When switching embedding models (different model or different truncate_dim), existing vectors are incompatible and the collection must be recreated. MiniBot validates the expected vector size at startup and fails if the existing collection is incompatible:

./scripts/rag_clear_collection.sh            # default collection
./scripts/rag_clear_collection.sh my_chunks  # custom name

MiniBot recreates the collection automatically on next startup. This reset is required for older collections that were indexed before filename replaced source_name.

Configuration reference¶

[tools.rag]

Key	Default	Description
`enabled`	`false`	Enable `rag_index`, `rag_search`, `rag_list_metadata`, and `rag_delete` tools.
`qdrant_url`	`http://localhost:6333`	Qdrant HTTP endpoint.
`collection_name`	`minibot_chunks`	Qdrant collection used for chunk vectors.
`chunk_size_tokens`	`96`	Embedding-token count per chunk. Must not exceed `tools.rag.embedding.max_sequence_tokens`.
`chunk_overlap_tokens`	`20`	Embedding-token overlap between consecutive chunks. Must be less than `chunk_size_tokens`.
`search_limit`	`5`	Default final number of results returned by `rag_search` when `limit` is omitted.
`truncate_result_tokens`	`false`	Truncate returned `rag_search` text to a token budget before sending results to the LLM.
`max_result_tokens`	`1500`	Maximum total embedding-token budget for returned `rag_search` text when truncation is enabled.
`tags` / `categories`	optional	LLM-supplied string lists stored on each chunk; values are trimmed, lowercased, deduplicated, and can be used as any-match filters in search/delete.
`tools.file_storage.enabled`	required	RAG reads files through managed storage and inherits its path restrictions.

[tools.rag.rerank]

Key	Default	Description
`enabled`	`false`	Enable cross-encoder reranking after the initial semantic Qdrant search.
`model`	`cross-encoder/ms-marco-MiniLM-L2-v2`	Cross-encoder model ID loaded lazily on first reranked search.
`candidate_limit`	`50`	Number of semantic candidates to fetch before reranking.
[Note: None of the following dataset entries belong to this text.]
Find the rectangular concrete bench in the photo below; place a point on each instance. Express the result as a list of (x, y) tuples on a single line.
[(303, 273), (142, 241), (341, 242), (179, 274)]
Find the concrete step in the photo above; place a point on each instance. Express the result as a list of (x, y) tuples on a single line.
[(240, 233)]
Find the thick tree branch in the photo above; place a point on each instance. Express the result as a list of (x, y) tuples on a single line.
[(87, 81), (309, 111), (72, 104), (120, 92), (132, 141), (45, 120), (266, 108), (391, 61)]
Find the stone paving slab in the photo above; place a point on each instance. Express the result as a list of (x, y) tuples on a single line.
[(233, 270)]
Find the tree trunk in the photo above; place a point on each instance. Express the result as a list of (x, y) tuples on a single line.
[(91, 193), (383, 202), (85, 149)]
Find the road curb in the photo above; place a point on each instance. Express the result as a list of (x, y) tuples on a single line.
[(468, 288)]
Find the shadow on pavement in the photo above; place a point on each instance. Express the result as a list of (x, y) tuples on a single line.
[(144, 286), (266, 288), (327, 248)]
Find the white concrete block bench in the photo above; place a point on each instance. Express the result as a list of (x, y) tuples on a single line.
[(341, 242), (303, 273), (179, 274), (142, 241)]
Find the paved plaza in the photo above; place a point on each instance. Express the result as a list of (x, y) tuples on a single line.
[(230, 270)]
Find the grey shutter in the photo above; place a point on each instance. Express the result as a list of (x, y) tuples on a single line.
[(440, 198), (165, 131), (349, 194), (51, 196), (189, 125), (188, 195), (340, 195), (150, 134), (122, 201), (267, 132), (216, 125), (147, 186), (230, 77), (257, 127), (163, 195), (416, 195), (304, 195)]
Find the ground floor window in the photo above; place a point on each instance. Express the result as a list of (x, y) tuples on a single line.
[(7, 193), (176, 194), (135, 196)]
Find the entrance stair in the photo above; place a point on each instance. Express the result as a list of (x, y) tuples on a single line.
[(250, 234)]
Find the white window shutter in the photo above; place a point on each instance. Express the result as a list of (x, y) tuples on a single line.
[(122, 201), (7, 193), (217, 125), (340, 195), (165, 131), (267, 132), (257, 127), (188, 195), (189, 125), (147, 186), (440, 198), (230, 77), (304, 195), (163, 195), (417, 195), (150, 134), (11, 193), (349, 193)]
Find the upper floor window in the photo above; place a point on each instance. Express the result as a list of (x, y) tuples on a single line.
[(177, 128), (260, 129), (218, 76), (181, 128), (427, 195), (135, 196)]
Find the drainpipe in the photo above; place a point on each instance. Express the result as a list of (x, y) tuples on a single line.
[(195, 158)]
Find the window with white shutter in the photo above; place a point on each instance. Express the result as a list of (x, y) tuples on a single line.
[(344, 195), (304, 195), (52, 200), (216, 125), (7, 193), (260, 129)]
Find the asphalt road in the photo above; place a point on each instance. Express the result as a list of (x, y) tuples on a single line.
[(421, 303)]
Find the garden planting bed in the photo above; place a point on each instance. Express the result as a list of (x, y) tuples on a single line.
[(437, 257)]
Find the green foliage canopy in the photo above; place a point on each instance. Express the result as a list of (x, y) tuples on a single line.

MiniBot always fetches at least the requested final result count even if this value is smaller.
`max_results`	`7`	Hard cap on final returned results when reranking is enabled. `rag_search.limit` and `tools.rag.search_limit` still define the requested final result count before this cap.

[tools.rag.embedding]

Key	Default	Description
`model`	`sentence-transformers/all-MiniLM-L12-v2`	Any sentence-transformers compatible model ID.
`dim`	`384`	Full output dimension; must match the Qdrant collection vector size.
`max_sequence_tokens`	`128`	Hard max input token length for the embedding model. MiniBot fails startup if `chunk_size_tokens` exceeds this value.
`truncate_dim`	`null`	Matryoshka truncation size. When set, must equal `dim`.